J’aimerais, avec cette lettre, encourager les entreprises québécoises à prendre leurs responsabilités, à investir dans leur collectivité et à consacrer une partie plus importante de leurs dépenses publicitaires aux médias locaux, que ce soit des journaux ou des magazines, papiers ou numériques. [Photo : 123RF]
Un texte d'Estelle Métayer, présidente fondatrice, Competia
Courrier des lecteurs — En juin dernier, les chiffres des Amis de la radiodiffusion et un rapport de l'Université de Carleton nous apprenaient que Google, Facebook, Twitter et autres sites web étrangers généraient plus de revenus avec la publicité en ligne au Canada que tous les revenus de tous les quotidiens et journaux communautaires au Canada.

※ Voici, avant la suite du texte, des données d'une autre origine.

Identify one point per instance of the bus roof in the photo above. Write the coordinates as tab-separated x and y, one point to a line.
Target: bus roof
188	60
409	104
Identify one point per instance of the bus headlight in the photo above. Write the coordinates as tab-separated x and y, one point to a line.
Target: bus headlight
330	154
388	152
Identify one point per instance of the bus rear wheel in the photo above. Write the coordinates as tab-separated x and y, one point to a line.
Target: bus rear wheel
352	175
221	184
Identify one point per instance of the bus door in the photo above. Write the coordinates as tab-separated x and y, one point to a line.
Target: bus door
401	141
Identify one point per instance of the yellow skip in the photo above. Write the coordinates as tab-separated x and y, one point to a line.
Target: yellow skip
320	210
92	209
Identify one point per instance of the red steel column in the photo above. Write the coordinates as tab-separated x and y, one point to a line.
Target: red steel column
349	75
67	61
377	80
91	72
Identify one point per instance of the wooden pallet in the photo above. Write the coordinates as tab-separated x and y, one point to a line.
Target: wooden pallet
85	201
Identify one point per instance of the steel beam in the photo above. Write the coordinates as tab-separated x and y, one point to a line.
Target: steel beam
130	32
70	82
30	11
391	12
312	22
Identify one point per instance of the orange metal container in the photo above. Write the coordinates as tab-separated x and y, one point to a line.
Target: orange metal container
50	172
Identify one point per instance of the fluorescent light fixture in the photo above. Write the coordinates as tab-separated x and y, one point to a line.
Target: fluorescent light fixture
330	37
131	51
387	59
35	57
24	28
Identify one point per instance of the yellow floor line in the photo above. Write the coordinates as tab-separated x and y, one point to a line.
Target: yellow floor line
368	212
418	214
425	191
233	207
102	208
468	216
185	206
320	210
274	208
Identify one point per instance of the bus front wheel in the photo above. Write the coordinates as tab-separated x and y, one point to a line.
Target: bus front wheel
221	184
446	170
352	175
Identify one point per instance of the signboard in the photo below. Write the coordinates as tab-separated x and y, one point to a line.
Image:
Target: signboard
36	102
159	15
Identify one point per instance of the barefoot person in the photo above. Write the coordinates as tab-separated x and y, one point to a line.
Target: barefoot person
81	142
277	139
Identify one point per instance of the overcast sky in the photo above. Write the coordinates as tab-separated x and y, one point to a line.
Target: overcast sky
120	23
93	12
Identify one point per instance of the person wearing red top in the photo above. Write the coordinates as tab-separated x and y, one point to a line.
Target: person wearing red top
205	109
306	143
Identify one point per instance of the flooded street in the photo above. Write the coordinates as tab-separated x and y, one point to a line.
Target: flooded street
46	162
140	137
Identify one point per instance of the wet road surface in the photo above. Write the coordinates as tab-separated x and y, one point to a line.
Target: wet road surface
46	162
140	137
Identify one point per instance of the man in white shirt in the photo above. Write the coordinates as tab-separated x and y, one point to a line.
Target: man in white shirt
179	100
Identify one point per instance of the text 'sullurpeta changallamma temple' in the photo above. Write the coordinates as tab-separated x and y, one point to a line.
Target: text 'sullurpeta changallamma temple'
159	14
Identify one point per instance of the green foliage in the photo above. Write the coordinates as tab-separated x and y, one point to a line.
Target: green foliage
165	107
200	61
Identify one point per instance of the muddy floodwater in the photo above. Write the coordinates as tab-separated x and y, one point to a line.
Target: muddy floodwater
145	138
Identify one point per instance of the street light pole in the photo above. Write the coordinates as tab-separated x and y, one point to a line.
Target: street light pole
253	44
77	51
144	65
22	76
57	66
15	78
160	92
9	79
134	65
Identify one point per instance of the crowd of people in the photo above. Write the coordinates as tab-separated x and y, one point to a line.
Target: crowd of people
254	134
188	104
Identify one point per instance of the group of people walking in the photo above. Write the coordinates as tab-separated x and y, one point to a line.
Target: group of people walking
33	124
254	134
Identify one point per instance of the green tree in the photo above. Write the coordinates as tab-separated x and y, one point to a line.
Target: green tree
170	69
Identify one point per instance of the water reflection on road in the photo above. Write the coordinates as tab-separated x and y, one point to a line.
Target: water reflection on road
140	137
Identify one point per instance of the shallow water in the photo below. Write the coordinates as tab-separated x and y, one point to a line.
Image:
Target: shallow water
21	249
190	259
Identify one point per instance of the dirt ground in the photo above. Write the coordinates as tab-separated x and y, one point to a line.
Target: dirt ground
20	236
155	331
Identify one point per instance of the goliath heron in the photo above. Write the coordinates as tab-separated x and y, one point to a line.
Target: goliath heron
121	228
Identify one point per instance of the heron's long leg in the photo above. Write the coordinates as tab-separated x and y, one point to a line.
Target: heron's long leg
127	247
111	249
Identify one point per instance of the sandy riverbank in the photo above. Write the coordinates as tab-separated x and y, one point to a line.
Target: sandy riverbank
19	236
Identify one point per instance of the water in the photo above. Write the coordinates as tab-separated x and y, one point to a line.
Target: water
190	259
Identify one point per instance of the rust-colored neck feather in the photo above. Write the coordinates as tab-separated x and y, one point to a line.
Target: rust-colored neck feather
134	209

On savait déjà que la part du marché numérique canadien de Google représentait environ 10 fois celle du secteur de la presse quotidienne et 60 fois celle des journaux communautaires. Le résultat ? Des journaux exsangues, des suppressions dans les équipes de journalistes et des compressions budgétaires, un contenu original de plus en plus rare, une presse canadienne et québécoise qui en souffre.
Celle-ci déploie des efforts phénoménaux pour réinventer son modèle d'affaires, en particulier ses revenus provenant du numérique. Mais dans cette lutte inégale, nos journaux et magazines ont peu de chances de réussir. En juillet dernier, PowerCorp explorait une nouvelle voie et annonçait que La Presse serait dorénavant un trust, financé par un acte philanthropique de 50 millions de dollars.
Et s'il y avait une autre voie ?
Cette piste a été ouverte en octobre dernier lorsque Desjardins a annoncé que l'entreprise revoyait sa démarche publicitaire numérique au bénéfice des médias québécois et canadiens «dans le but de s'assurer entre autres de maintenir un écosystème médiatique local dynamique et en santé». De plus, l'objectif est de redonner davantage aux créateurs de contenu en éliminant les agences, ces intermédiaires qui captent une partie de la valeur créée.
J'aimerais, avec cette lettre, encourager les entreprises québécoises à suivre cette décision exemplaire pour les trois raisons suivantes :
Les entreprises québécoises ont largement bénéficié depuis des années de la couverture médiatique que les médias locaux leur ont fournie, partageant leurs bons coups, mettant en avant leurs dirigeants, partageant leur vision de l'avenir. En les soutenant dans le futur en consacrant une partie de leurs budgets publicitaires aux médias imprimés (journaux ou magazines) ainsi que leurs propriétés numériques, elles s'assureraient que ces relais continuent d'exister.
Dans une ère où l'indépendance d'esprit des journalistes n'a jamais été si importante, on s'assurerait collectivement que, comme société, nous donnons les moyens à nos journaux et à nos magazines d'offrir un outil de communication et d'investigation nécessaires à notre démocratie et société. Une presse de qualité en santé et dynamique est garante de notre liberté d'expression.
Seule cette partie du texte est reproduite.